Ich rufe dich, Wasser in gefrorener Form, halte durch, auch wenn du gerissen und zersplittert bist! Winzige Teilchen Wasser und geschmolzenes Eis, verbindet das Eis wieder gut und gebt ihm Halt!
Das ominöse Knacken und Grollen wurde leiser, doch das Geräusch von Wasser umgab sie auch weiterhin. Es schien also geschafft zu sein. Wieder atmete Lara tief ein, und mit all der Hoffnung, der Liebe und dem Wissen, das sie besaß, wirkte sie ihren nächsten Zauber, um den Eisblock zu öffnen, den die Spinnen für sie herausgeschnitten hatten.
Kriecht dreimal um das Eis und bindet es, lasst das Böse in den Boden sinken! Kleine Spinnen aus kristallinem Eis, haltet eure Netze, haltet sie gut fest! Werft sie schützend um das Eis, damit ich die erreichen kann, die schlafen!
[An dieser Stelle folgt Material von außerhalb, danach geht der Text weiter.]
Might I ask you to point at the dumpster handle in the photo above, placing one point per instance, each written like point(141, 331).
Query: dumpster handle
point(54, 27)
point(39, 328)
Die Spinnen zogen ihre Fäden durch alle Bohrlöcher, zogen sie fest an und vor und zurück, bis sie große Eisstücke losgesägt hatten. Unermüdlich fuhren sie damit fort, bis sie die Drachen freigelegt hatten, und dann bohrten sie noch mehr Löcher um die Körper, bis die Drachen endlich aus ihrem eisigen Gefängnis glitten.
Noch immer hart gefroren, schlugen die Drachenkörper krachend auf dem Boden auf.